Mengingat, harga tiket pesawat kerap mengalami kenaikan ketika adanya peningkatan permintaan. Meningkatnya permintaan itu biasanya terjadi ketika mobilitas masyarakat juga bertambah.
"Yang jelas kami sejak sebelum nataru sudah secara rutin melakukan pertemuan ya khususnya dengan maskapai. Jadi kami juga mendengarkan masukan dari maskapai. Tapi di situasi sekarang ini di nataru, tentunya pengawasan yang ditingkatkan," tegasnya.
"kalau tarif kan selalu ada koridor, nah kecenderungannya memang ketika demand naik itu harga akan langsung naik semua di batas paling atas mentok di batas atas. Selama ini tidak melebihi sih kami tentu akan memberikan (toleransi), tidak ada masalah dengan itu," sambung Adita Irawati.
Â
Advertisement
Permintaan Garuda Indonesia
Sebelumnya, Direktur Utama Garuda Indonesia Irfan Setiaputra meminta batasan atas Tarif Batas Atas (TBA) pesawat bisa lebih tinggi. Menyusul, usulan asosiasi maskapai yang meminta dihapusnya TBA dan harga tiket pesawat diserahkan ke mekanisme pasar.
Namun, usulan penghapusan Tarif Batas Atas itu dinilai oleh Kementerian Perhubungan sebagai sesuatu yang cukup sulit, perlu merubah undang-undang yang berlaku. Sementara, Irfan pun sepakat dengan landasan aturan tersebut.
Sebagai solusinya, dia mengusulkan batasan atas TBA bisa dinaikkan. Alhasil, ruang penentuan tarif nantinya menjadi lebih besar.
"Kasih roof (batasan atas) yang tinggi aja, bukan dihilangkan, dikasih roof yang tinggi aja gitu kan. Kalau misalkan sekarang TBA-nya Rp 1 juta, kasih roof aja Rp 5 juta. Kita juga kan gak mungkin jual Rp 6 juta kan," kata dia saat ditemui di Kompleks DPR RI, Jakarta, ditulis Kamis (16/11/2023).
Melalui penetapan TBA lebih tinggi, Irfan membuka kemungkinan adanya mekanisme pasar yang terjadi pada lingkup harga tiket pesawat. Melalui ruang tadi, disebut ada ruang bagi maskapai untuk meningkatkan pelayanannya.

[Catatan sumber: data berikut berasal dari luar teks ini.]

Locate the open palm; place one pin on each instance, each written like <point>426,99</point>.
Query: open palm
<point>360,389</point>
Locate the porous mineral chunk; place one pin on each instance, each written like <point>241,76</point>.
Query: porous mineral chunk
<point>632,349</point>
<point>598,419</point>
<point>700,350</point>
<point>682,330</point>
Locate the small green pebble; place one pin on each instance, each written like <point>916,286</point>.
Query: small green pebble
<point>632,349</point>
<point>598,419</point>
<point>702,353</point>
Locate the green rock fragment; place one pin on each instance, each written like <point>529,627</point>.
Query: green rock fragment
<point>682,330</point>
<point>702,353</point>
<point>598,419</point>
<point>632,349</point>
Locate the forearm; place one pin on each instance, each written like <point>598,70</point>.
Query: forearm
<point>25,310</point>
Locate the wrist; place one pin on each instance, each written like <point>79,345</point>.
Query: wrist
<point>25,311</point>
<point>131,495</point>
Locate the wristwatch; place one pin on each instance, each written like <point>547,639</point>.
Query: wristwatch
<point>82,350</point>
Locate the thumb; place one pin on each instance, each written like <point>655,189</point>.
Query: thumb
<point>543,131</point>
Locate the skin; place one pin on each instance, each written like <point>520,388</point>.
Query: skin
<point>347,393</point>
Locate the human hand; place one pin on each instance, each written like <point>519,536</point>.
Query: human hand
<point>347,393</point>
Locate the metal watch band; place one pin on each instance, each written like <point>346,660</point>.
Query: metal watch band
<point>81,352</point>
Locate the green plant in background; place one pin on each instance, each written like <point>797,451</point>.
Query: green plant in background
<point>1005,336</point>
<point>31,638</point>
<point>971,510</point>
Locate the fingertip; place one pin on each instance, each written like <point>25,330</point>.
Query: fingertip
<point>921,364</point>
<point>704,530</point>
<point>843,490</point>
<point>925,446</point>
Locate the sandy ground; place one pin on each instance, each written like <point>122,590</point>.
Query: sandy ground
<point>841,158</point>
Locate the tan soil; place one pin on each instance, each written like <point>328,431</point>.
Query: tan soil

"Serahkan ke mekanisme pasar, kalau kita naikkan kan kita mesti balikin dengan pelayanan yang lebih bagus, ketepatan waktu, dan segala macam kan," kata Irfan.
Tak akan Semena-mena
Dia pun menegaskan tak akan semena-mena menetapkan harga yang jauh lebih tinggi dari yang berlaku saat ini. Tapi yang terpenting, kata Irfan, adalah soal pelayanan yang diterima penumpang sesuai dengan harga yang dibayarkannya.
"Misalnya harganya sekarang Rp 1 juta, dibebaskan, terus kita jual Rp 5 juta, enggak. Bukan tipe kita kok. Kita kan yang penting adalah bahwa kita bisa menjanjikan service dengan sebaik-baiknya kita pastikan penerbangan itu aman, kita untung," tuturnya.
"Silakan penumpang memilih sendiri. Anda bilang 'Garuda mahal, saya gak mau' yaa monggo," sambung Irfan.